Unicode Polytonic Greek for the World Wide Web
 Why Unicode? ▣ Home | ◈ Contents | △ Section | ◁ Previous | Next ▷

Unicode Polytonic Greek
for the World Wide Web

D R A F T

Why Unicode?

Unicode is a universal standard maintained by the International Standards Organization and the international Unicode Consortium, a standard which has been adopted by the internation World Wide Web Consortium as the standard method of encoding text for World Wide Web documents. Heretofore most ISO standards have had useful lives measured in decades; for instance, the ISO standard for text markup, SGML, was first adopted in 1981 and is today (in the forms of XML and HTML) the most widely used method of representing rich text documents in electronic

Unicode is a universal standard for character encoding that permits millions of separate characters to be referenced: enough for all the alphabets, syllabaries, logographic and mixed scripts used by modern readers as well as a large number of ancient scripts. Where the original ASCII font encoding uses only one byte for each character, allowing only 256 possible characters, Unicode uses (depending upon encoding) anywhere from one to six bytes for each character, theoretically allowing 221 possible characters - that's well over one million characters. The current version of the Unicode standard, Unicode 3.1.1, defines 102,655 characters, including all the characters for the Latin, Greek, Cyrillic, Coptic, Hebrew, Devanagari, Hangul, Hiragana and Katakana, Tamil, writing systems, and the so-called CJK unified ideographs sets, which defines tens of thousands ideographs which can be represented graphically as hanzi, kanji, hanja, and chu Han ideographs in the Chinese, Japanese, Korean, and Vietnamese scripts, respectively, and which were unified from a much larger number of different ideograph forms along etymological principles (and can be displayed in different forms by using different fonts for each language).

The number of characters can be increased further through the use different fonts, etc., but these are issues that are not appropriate for this page; and it should be understood that throughout I am simplifying issues, e.g., by pretending that there is no distinction between the UTF-8, UTF-16, and UTF-32 encodings).

The previous version of the Unicode standard, Unicode 3.0, defined 49,194 of those characters, including all the characters for the Latin, Greek, Cyrillic, Coptic, Hebrew, Devanagari, Hangul, Hiragana and Katakana, Tamil, and the so-called CJK Unified Ideographs set, which defines 27,786 ideographs which can be represented graphically as hanzi, kanji, hanja, and chu Han ideographs in the Chinese, Japanese, Korean, and Vietnamese scripts, respectively, which were unified from 120,000 different ideograph forms along etymological principles (and can be displayed in different forms by using different fonts for each language).
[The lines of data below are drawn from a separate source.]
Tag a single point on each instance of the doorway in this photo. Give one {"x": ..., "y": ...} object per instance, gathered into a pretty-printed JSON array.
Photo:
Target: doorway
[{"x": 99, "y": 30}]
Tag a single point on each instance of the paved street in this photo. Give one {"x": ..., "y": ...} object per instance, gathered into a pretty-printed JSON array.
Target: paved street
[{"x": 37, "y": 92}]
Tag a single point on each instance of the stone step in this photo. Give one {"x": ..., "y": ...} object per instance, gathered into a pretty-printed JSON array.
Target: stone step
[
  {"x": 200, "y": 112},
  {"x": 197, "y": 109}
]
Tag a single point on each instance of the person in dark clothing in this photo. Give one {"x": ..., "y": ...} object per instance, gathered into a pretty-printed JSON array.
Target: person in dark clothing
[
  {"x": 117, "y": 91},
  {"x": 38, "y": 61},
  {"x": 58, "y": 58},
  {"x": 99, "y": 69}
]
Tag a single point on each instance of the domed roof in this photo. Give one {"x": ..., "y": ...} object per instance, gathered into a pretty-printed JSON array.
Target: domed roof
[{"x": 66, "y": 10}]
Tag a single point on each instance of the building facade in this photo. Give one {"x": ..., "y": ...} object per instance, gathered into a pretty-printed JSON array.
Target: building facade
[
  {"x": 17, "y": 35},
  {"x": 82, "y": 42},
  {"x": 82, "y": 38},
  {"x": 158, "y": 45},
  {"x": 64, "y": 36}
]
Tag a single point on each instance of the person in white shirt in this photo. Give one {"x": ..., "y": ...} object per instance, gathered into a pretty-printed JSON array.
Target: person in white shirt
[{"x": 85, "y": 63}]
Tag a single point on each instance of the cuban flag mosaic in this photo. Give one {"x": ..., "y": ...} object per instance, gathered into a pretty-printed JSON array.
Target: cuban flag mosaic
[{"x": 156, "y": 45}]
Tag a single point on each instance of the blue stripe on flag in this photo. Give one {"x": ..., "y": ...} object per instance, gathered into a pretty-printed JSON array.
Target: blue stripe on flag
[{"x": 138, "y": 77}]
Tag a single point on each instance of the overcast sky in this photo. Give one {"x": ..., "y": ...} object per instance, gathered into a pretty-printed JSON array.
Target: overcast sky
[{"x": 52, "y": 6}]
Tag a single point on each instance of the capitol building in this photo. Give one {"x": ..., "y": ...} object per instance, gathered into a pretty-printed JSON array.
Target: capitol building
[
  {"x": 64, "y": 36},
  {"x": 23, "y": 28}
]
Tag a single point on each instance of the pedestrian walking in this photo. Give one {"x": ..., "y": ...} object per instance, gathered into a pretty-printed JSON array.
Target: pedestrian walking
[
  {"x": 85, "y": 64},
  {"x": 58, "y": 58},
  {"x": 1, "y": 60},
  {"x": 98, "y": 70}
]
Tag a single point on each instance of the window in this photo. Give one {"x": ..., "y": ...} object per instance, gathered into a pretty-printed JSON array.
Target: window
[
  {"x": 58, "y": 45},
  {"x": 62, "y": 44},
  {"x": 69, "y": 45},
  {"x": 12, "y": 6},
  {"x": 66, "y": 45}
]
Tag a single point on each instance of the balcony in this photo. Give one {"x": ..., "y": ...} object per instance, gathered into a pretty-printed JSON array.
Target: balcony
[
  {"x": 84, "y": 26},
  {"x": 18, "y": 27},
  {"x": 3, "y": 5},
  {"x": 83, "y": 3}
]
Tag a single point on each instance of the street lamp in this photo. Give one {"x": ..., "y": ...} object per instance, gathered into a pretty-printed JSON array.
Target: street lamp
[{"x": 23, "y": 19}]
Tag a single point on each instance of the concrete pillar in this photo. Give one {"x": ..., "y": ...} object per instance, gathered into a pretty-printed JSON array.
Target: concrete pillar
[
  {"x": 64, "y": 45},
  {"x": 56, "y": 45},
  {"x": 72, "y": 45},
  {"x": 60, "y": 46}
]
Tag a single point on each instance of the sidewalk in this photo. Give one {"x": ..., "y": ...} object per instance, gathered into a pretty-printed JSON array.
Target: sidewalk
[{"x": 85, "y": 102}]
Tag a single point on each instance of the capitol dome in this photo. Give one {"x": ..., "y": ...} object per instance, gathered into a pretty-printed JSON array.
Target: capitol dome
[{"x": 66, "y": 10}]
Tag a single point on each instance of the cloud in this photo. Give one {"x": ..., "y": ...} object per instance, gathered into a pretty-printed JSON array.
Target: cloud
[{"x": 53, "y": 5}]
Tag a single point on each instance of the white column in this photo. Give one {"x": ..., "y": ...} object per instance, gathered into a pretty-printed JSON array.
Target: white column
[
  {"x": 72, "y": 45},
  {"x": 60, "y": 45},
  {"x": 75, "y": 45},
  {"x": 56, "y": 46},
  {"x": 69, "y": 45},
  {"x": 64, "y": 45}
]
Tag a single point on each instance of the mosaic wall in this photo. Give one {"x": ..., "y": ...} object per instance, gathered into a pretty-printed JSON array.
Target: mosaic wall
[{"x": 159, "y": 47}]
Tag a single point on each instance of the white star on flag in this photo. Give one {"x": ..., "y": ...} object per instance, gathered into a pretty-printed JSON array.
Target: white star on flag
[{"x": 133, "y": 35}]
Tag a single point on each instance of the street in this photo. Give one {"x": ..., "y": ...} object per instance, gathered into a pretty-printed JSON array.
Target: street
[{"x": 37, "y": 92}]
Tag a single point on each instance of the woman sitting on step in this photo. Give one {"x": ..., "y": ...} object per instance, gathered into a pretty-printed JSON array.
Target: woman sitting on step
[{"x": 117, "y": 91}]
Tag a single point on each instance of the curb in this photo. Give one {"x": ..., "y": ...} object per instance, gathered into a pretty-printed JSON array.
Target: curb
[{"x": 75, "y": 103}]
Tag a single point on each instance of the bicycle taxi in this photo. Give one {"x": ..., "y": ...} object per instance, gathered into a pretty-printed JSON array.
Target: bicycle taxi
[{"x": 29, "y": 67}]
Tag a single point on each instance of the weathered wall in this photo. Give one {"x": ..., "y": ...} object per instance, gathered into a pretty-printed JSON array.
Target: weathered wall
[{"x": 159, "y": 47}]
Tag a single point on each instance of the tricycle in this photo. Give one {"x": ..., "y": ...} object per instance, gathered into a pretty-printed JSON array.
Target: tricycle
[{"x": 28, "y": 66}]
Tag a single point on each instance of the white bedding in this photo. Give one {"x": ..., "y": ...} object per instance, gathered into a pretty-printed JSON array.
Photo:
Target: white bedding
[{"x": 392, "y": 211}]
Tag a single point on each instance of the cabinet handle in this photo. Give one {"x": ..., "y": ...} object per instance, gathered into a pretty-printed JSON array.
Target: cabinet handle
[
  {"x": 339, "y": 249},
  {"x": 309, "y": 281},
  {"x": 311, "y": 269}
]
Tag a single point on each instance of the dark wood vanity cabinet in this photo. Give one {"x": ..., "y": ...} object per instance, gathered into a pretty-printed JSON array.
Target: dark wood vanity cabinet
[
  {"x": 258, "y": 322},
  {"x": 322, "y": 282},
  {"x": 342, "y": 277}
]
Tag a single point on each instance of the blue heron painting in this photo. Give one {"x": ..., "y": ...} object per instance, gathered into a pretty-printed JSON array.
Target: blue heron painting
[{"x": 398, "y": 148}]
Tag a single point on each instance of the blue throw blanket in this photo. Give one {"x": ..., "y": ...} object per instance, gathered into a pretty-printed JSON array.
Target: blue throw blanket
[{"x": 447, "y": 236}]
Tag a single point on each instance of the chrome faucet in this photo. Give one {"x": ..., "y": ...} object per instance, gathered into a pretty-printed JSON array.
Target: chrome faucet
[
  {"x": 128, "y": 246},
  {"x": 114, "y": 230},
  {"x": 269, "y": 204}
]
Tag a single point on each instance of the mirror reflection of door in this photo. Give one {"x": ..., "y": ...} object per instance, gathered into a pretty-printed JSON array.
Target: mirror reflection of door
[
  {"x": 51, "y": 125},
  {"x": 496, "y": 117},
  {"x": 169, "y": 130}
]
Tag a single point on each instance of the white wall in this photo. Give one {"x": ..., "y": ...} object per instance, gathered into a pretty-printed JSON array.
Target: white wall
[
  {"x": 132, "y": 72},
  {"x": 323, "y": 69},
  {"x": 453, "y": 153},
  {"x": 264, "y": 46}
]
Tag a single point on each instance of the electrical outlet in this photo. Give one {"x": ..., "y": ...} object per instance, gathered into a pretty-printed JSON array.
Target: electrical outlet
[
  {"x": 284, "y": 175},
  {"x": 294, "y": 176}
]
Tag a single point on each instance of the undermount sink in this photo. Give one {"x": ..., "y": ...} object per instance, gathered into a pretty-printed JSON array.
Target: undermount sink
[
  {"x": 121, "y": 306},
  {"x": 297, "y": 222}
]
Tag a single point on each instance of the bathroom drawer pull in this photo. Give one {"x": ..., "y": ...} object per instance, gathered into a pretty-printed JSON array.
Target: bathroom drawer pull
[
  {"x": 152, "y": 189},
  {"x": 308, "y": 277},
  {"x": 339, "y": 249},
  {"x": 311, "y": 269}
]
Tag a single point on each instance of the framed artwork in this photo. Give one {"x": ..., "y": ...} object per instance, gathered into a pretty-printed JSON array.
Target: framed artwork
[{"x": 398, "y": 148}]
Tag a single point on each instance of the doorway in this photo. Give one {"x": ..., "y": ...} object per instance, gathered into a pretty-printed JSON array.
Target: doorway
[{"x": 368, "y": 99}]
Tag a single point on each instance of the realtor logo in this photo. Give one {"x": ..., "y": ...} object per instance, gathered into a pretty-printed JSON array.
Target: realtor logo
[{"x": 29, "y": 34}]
Unicode is a Universal Standard

All other methods of representing polytonic Greek characters in fonts are proprietary: the character mappings are peculiar to a specific input method editor/keyboard utility (such as GreekKeys, WinGreek, and the WordPerfect character set) and cannot be easily converted to another such encoding (except with the help of Sean Redmond's extremely useful Greek font converter, which does convert GreekKeys, WinGreek, and beta code to Unicode, among others). Of these, GreekKeys seems to be the most popular among classical scholars; however, it is no longer supported for use in Windows, the author (Jeffrey Rusten) having decided that users should transition to the use of Unicode.

The Unicode standard, on the other hand, is an accepted ISO/ANSI standard; it is not proprietary. As such, different input utilities can use different fonts and keyboard scripts, but as long as these utilities share the same encoding, the Unicode encoding, users can be assured that texts will convert between them (as long as the vendors are consistent in their application of Unicode).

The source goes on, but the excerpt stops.